Es war, das lässt sich unschwer heraushören, kein ganz einfacher Weg: "Es ist alles passiert, was passieren kann", sagt Bunica. Der alte Arbeitgeber hatte keine Stelle frei. Weitere Versuche in anderen Praxen scheiterten nach kurzer Zeit. "Das Muster war immer gleich", sagt Aytemur: "Zunächst zeigen die Arbeitgeber Verständnis für die Situation einer alleinerziehenden Mutter. Im harten Arbeitsalltag ist davon aber nur noch wenig zu spüren." Allen Schwierigkeiten zum Trotz habe Bunica viel Engagement entwickelt, "die Zähne zusammengebissen" und im fünften Anlauf einen "Superabschluss" gemacht, berichtet Aytemur nicht weniger stolz.

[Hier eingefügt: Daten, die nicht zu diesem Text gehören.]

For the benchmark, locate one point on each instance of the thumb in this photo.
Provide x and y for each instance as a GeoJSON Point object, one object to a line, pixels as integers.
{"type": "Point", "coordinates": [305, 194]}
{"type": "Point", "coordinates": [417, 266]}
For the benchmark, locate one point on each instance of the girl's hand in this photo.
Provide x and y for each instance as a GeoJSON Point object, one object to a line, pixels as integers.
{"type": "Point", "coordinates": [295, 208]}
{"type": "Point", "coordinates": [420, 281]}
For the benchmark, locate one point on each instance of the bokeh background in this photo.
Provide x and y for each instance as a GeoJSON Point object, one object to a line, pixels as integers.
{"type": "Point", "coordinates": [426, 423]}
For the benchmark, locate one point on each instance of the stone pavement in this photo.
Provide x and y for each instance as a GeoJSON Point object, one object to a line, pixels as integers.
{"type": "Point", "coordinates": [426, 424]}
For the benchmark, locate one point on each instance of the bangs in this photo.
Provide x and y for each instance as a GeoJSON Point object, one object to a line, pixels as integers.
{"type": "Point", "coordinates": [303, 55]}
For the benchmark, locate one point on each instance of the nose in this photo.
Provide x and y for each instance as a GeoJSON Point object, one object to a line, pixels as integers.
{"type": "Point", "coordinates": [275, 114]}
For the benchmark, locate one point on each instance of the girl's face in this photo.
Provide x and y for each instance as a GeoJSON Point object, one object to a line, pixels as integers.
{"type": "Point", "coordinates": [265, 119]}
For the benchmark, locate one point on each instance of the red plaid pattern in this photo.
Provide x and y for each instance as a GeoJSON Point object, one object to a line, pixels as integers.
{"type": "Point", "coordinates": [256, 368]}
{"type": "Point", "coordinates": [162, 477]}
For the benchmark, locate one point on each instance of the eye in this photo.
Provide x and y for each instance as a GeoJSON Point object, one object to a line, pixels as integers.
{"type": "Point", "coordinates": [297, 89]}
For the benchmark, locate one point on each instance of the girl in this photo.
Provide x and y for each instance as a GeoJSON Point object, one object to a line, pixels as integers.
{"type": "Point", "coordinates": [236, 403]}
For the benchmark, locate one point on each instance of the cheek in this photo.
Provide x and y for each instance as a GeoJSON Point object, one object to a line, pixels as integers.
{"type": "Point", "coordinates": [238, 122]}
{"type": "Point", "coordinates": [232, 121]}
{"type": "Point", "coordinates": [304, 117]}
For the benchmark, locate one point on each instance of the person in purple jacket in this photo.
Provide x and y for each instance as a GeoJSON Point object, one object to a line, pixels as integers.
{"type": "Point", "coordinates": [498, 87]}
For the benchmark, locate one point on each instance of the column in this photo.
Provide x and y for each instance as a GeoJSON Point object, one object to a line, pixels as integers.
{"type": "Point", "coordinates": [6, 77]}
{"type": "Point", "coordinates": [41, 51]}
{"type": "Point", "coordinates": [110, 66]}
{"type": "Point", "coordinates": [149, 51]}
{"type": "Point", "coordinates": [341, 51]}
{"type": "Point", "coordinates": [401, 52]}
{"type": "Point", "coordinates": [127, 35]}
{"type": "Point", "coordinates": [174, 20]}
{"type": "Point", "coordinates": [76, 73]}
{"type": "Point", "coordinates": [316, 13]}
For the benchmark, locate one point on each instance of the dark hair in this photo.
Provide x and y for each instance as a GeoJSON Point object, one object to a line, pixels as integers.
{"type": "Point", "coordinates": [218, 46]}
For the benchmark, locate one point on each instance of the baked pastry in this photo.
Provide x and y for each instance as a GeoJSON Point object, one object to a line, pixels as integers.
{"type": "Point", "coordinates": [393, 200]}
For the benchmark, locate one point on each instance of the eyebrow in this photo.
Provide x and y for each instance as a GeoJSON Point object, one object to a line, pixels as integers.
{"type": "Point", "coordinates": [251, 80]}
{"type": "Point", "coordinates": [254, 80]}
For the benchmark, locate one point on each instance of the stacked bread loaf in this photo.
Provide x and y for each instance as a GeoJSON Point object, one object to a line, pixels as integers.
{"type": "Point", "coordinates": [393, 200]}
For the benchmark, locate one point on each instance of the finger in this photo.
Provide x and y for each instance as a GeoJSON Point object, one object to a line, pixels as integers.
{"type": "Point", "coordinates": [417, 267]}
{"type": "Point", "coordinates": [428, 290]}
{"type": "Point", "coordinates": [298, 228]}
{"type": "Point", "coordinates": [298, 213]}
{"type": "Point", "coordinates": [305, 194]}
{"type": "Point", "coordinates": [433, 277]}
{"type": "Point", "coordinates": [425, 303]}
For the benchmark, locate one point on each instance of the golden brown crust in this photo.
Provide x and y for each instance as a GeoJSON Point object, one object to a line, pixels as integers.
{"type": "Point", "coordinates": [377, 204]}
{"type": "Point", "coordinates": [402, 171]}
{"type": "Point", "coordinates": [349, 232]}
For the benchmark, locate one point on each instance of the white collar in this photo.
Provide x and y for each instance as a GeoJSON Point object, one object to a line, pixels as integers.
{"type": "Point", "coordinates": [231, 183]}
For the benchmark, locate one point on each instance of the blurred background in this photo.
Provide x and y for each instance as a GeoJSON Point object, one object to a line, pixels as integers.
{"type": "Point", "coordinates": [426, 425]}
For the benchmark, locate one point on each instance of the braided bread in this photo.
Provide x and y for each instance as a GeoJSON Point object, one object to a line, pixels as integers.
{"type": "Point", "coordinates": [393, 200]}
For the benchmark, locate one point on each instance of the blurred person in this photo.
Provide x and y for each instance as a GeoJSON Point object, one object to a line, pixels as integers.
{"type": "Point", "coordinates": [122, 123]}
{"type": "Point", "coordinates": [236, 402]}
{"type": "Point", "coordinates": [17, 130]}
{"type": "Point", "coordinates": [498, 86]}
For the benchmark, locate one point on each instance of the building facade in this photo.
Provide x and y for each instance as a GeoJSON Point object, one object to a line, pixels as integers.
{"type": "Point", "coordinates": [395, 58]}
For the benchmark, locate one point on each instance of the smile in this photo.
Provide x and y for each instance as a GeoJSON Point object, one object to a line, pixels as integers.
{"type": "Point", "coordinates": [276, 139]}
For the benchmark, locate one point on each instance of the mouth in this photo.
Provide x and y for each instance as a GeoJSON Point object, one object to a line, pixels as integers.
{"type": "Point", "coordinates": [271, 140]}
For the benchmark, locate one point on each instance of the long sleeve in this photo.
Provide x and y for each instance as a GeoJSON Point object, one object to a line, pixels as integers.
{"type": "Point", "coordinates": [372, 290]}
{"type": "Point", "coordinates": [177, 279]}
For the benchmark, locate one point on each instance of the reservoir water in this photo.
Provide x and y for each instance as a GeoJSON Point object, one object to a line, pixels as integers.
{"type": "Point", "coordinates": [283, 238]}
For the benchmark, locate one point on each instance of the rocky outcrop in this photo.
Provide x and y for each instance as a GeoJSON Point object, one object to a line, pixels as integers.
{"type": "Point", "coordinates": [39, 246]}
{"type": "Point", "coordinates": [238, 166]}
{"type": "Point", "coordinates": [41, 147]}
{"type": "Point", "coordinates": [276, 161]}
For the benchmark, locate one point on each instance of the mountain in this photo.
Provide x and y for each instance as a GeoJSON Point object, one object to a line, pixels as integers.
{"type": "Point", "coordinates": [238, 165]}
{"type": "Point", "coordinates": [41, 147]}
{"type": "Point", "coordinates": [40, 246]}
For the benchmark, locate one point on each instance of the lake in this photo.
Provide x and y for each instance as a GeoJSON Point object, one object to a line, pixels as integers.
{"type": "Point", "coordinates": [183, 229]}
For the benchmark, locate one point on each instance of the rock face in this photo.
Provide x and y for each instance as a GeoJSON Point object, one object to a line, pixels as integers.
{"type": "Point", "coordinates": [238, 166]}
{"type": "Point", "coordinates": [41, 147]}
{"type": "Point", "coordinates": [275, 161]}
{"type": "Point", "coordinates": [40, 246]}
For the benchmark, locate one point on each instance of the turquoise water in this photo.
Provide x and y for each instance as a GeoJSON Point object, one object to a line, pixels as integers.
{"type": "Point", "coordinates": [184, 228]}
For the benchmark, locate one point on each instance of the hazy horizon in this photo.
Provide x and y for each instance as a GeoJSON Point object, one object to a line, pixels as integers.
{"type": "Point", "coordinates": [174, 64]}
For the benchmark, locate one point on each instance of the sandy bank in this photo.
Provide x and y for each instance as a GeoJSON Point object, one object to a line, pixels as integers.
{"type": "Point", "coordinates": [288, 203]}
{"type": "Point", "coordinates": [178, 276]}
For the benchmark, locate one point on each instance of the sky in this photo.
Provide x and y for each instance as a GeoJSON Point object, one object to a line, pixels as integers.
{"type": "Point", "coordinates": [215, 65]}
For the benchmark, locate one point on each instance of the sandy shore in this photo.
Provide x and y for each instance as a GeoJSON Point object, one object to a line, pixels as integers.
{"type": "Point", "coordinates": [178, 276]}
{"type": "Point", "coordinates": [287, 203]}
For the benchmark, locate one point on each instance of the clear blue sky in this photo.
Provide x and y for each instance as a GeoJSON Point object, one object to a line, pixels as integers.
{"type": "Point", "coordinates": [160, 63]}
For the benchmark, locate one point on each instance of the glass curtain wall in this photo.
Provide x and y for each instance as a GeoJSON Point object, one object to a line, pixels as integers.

Kind und Ausbildung in Vollzeit - das funktioniert nicht

Das bräuchte er dem Zahnarzt Michael Gleau gar nicht eigens zu erklären, der ist von seiner Mitarbeiterin ohnehin begeistert. Eine Auszubildende in Teilzeit hatte er in seiner Praxis in Sendling vorher nicht gehabt; "es war ein Glück, dass er dafür offen war", sagt Andra Bunica. Denn mit ihren Versuchen, die Lehre in Vollzeit zu absolvieren, war sie zuvor gescheitert.

Wer auf Kinderbetreuung angewiesen ist - ihr Sohn ist gerade erst in die Schule gekommen -, muss sehen, dass er abends rechtzeitig rauskommt. Und dem kann auch passieren, dass er mal zwei Tage zu Hause bleiben muss, weil das Kind Fieber hat. "Das kommt vor", sagt Gleau, "aber ich bin gewohnt, damit umzugehen", zumal ohnehin fast nur Frauen in diesem Bereich arbeiteten. Und man merke, ob jemand Fehlzeiten ausweite.